The Way to Happiness Reinforces Importance of Ethics, Values for New Delhi Police Trainees

Trainees at a The Way to Happiness workshop at the police training school in Dwarka, India

Workshop provides tools trainees will use throughout careers.

Some 200 police training school students in New Delhi attended a The Way to Happiness workshop, taking home lessons about ethics and values to help them as future officers and throughout life.

As with any other metropolitan areas in the world, those living in the modern, growing residential community of Dwarka, in Dehli, India, depend upon the ethical standards of their law enforcement officers to establish order and protect residents.

I think that The Way to Happiness is very important to make us realize what we forget in our day-to-day life. We start to forget those important values we were brought up with as we grow older. As we focus on our careers and concentrate on earning more money, these moral and ethical values can begin to fade from our lives. Then as we grow older and have our own children we try to teach them about ethics and values, but when we ourselves have not followed them, how will our children do so?

PROGRAM TRAINEE

To orient new officers-in-training to moral principles that will help them succeed, a deputy chief of police arranged a workshop for 200 trainees at the police training school in Dwarka. The workshop took the students through the commonsense moral guide authored by L. Ron Hubbard, The Way to Happiness and its 21 precepts that anyone can apply.

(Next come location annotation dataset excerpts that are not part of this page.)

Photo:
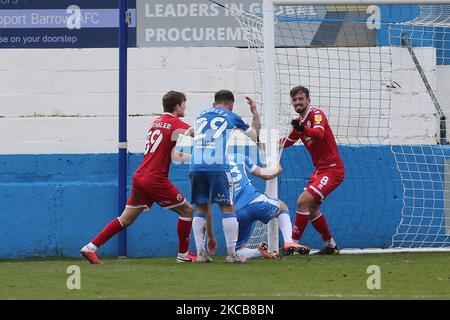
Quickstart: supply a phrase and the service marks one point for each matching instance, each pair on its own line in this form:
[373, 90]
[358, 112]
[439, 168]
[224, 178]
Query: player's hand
[252, 104]
[297, 125]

With intense participation, each police trainee took a close look at how they apply or fail to apply the booklet’s 21 moral principles.

The workshop was delivered by the Executive Director of The Way to Happiness Foundation of India, Mr. Rohit Sharma, who has introduced the booklet into police departments throughout India.

The workshops were lively with student participation, as trainees shared examples from their experiences of how they used the precepts and what happened when they didn’t. At the end, each was invited to write up their feedback on the program.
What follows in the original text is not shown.